SURE-AI seminar: Masashi Sugiyama
Foundations of Robust Machine Learning under Imperfect Supervision

June 26 2026
SimulaMet, Stensberggata 27, Oslo
Title: Foundations of Robust Machine Learning under Imperfect Supervision
Speaker: Masashi Sugiyama, RIKEN/The University of Tokyo
Time and place: June 26, 15:00-16:00, SimulaMet, Stensberggata 27.
Abstract:
In modern machine learning, acquiring vast amounts of high-quality labeled data is increasingly difficult and costly. While leveraging unlabeled data offers a potential alternative, it often lacks the necessary reliability for mission-critical applications. To bridge this gap, learning from "imperfect" supervision has emerged as a highly promising frontier. In this talk, I will review our recent advancements in developing robust frameworks for imperfect supervision, focusing on weakly supervised learning, noisy label learning, and transfer learning.

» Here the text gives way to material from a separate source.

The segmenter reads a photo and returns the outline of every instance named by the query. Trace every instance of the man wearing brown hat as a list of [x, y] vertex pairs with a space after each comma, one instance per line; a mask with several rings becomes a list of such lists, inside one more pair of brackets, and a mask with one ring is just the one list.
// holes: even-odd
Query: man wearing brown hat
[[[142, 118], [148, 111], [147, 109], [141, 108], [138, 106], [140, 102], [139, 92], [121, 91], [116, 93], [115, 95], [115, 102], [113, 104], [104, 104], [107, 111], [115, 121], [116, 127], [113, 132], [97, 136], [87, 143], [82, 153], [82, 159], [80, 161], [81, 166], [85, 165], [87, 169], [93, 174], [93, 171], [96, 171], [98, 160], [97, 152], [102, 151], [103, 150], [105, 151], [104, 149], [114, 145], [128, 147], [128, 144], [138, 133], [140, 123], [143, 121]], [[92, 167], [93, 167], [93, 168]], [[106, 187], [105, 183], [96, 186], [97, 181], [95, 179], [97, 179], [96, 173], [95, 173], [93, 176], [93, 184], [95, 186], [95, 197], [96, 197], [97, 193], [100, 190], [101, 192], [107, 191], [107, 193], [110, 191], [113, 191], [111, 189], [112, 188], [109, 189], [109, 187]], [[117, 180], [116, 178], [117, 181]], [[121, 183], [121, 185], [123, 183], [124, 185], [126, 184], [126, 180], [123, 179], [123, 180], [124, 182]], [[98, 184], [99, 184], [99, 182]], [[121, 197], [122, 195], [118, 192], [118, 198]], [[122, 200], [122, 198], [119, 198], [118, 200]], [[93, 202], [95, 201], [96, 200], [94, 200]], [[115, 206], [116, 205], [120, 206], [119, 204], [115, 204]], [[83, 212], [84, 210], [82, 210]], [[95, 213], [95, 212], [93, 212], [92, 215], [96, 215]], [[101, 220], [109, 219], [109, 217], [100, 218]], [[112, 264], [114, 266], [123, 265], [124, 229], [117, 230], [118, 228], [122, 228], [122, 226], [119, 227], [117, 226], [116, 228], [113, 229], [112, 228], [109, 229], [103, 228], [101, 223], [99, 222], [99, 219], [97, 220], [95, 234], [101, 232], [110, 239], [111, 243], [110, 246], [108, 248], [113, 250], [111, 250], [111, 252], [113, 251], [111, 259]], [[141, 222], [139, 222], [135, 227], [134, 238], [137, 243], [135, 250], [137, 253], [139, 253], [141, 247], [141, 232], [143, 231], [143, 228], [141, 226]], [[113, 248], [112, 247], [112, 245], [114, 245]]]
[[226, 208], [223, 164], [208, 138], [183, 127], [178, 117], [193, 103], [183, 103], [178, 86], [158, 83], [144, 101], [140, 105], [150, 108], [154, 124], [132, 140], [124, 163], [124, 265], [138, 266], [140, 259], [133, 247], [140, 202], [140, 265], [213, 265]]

I will conclude by discussing the strategic evolution of machine learning research in the transformative era of large foundation models.
Bio:
Masashi Sugiyama received his Ph.D. in Computer Science from Tokyo Institute of Technology, Japan, in 2001. After serving as an assistant and associate professor at the same institute, he became a professor at the University of Tokyo in 2014. Since 2016, he has also served as the director of the RIKEN Center for Advanced Intelligence Project.
His research interests include theories and algorithms of machine learning such as distribution shift adaptation, density ratio estimation, noise robust learning, weakly supervised learning, and
reinforcement learning. He served as a Program Co-Chair for ACML2010/2020, NeurIPS2015, and AISTATS2019.